Benwing2 (talk) 23:57, 10 May 2023 (UTC)
- @Benwing2: On #2. You can have Persie respelled as "Perzije" but also Vietnam respelled as "Vjetnam".
- Also, I wanted to highlight, in multiword terms with a, like Bosna a Hercegovina, "a" is merged with the following word: [bosna aɦɛrt͡sɛɡovɪna]. Not sure if it's right. Anatoli T. (обсудить/вклад) 00:03, 11 May 2023 (UTC)
- When I was working on the module, I simply didn't attempt to figure out multi-word stress and specifically how to handle clitics. That was more complexity than I wanted to figure out. — Eru·tuon 01:15, 11 May 2023 (UTC)
- @Erutuon I see. I imagine it's probably not that hard as I did something similar for Russian; can you point me to any resources you know of concerning clitic stress placement? Benwing2 (talk) 01:33, 11 May 2023 (UTC)
- See e. g. here (in Czech). Summary: Every word has the primary stress on the first syllable, but some one-syllable words (especially conjunctions, pronouns, auxilliaries) tend to lose stress inside sentences ('Viděl ho 'zblízka) , although full meaning words (typically nouns, adjectives) keep it ('Viděl 'lva 'zblízka). However, when there are more one-syllable words one after the other, some of them keep the stress (e. g. 'bohužel 'je to jen 'zklamání). Prepositions followed by words whose inflection is determined by the preposition (typically nouns or adjectives) usually take stress while the following word loses it ('Rožnov 'pod Radhoštěm). Exceptions: when followed by long words or words difficult to pronounce ('přijít do 'nevyvětratelné 'místnosti), or when the speaker feels the need to stress the word after the preposition. When the preposition is followed by an indeclinable word, the word keeps the stress and the preposition loses it ('utíkal za 'rychle 'běžící 'ženou). However, these rules do not apply to one-syllable secondary prepositions created from originally longer words (skrz, dle, ...) which do not take stress. --Jan Kameníček (talk) 17:07, 11 May 2023 (UTC)
- @Erutuon I see. I imagine it's probably not that hard as I did something similar for Russian; can you point me to any resources you know of concerning clitic stress placement? Benwing2 (talk) 01:33, 11 May 2023 (UTC)
- 1) I would agree.
- 2-3) I can't help.
- 4) Seems good.
- 5) I believe that this practice was borrowed from Polish, which has penultimate stress, but Czech has initial stress; however I am not well-versed in Czech poetry (pun intended), so perhaps it is different.
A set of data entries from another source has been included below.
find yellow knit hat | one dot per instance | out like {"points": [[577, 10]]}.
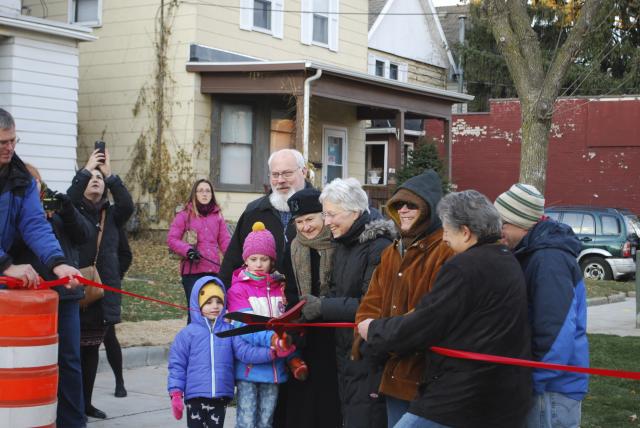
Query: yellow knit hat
{"points": [[208, 291]]}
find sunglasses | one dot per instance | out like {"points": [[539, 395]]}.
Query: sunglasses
{"points": [[398, 205]]}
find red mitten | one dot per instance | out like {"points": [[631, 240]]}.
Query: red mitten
{"points": [[177, 406], [299, 368]]}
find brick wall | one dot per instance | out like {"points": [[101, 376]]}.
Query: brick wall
{"points": [[594, 151]]}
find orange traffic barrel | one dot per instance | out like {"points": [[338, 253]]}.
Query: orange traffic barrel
{"points": [[28, 358]]}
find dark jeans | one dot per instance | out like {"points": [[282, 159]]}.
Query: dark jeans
{"points": [[187, 284], [70, 399], [206, 412]]}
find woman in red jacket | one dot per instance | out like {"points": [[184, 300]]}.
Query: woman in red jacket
{"points": [[199, 235]]}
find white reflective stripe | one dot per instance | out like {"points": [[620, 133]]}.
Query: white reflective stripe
{"points": [[34, 416], [16, 357]]}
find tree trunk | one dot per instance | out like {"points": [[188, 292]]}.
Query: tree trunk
{"points": [[533, 153]]}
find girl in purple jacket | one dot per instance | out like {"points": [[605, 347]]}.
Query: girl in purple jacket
{"points": [[199, 235], [201, 364]]}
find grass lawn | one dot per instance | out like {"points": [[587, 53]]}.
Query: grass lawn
{"points": [[607, 288], [613, 402], [153, 274]]}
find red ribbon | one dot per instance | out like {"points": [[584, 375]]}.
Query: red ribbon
{"points": [[622, 374]]}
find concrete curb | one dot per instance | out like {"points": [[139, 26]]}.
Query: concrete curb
{"points": [[137, 356], [614, 298]]}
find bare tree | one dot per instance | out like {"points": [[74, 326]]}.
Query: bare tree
{"points": [[537, 88]]}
Vininn126 (talk) 09:09, 11 May 2023 (UTC)
- Ad 2) Generally true, but not when a word begins with these vowels, when "i" is just pronounced as [j]: yeti [jeti], yard [jard], iatrogenní [jatrogɛɲiː], yankee [jɛnkiː], yorkshirský [jorkʃɪrskiː], ionizovat [jonɪzovat]. The only exceptions from this I can think of is the interjection iá, pronounced [ɪʔaː]. Also when ie or ye are preceded by a vowel, then the i/y is pronounced [j], like in biedermeier [biːdr̩majɛr] or Zeyer [zɛjɛr]. Other exceptions include many (not all) words of foreing origin, besides the above discussed Vietnam [vjɛtnam] (and all its derivatives like Vietnamec, Vietnamka, vietnamky (kind of shoes), vietnamský, vietnamsky or vietnamština) I can also think of e. g. pierot [pɪɛrot], tiebreak [tajbrɛjk], diesel [diːzl̩], wiesbadenský [viːzbaːdɛnskiː], or biedermeier [biːdr̩majɛr] etc. Other exceptions are formed by adding a prefix ending with i/y before a vowel, like dielektrikum [dɪʔɛlektrɪkum], antievropský [antɪʔɛvropskiː], antialergikum [antɪʔalɛrgikum], vyexpedovat [vɪʔɛkspedovat] or vyobcovat [vɪʔobt͡sovat].
- Ad 3) Agree.
- Ad 4) Well, sometimes there are two ways of pronunciation possible in these cases, like oddaný ([oddaniː] or [odaniː]), rozzloben ([rozzlobɛn] or [rozlobɛn]), rozsudek ([rossudɛk] or [rosudɛk]). Besides, double consonants accepting two ways of pronunciation may appear in some inflected words like hrdliččin ([hr̩dlɪt͡ʃt͡ʃɪn] or [hr̩dlɪt͡ʃɪn], dative of hrdlička), but when the pronunciation is important to distinguish it from some other word, then there is only one possibility, like racci [rat͡st͡sɪ] (plural of racek), to be distinguished from raci [rat͡sɪ] (plural of rak) or pecce [pɛt͡st͡sɛ] (dative of pecka), to be distinguished from pece [pɛt͡sɛ] (plural of pec). Double consonants are also pronounced separately in compounds like čtvrttón [t͡ʃtvr̩ttoːn], combinations with conjunction -li like přišel-li [pr̝̊ɪʃɛllɪ] and in plural imperatives like uvědomme [uvjɛdommɛ]. See also here. I am not sure whether it is needed to add the dot between the doubled consonants. --Jan Kameníček (talk) 19:57, 11 May 2023 (UTC)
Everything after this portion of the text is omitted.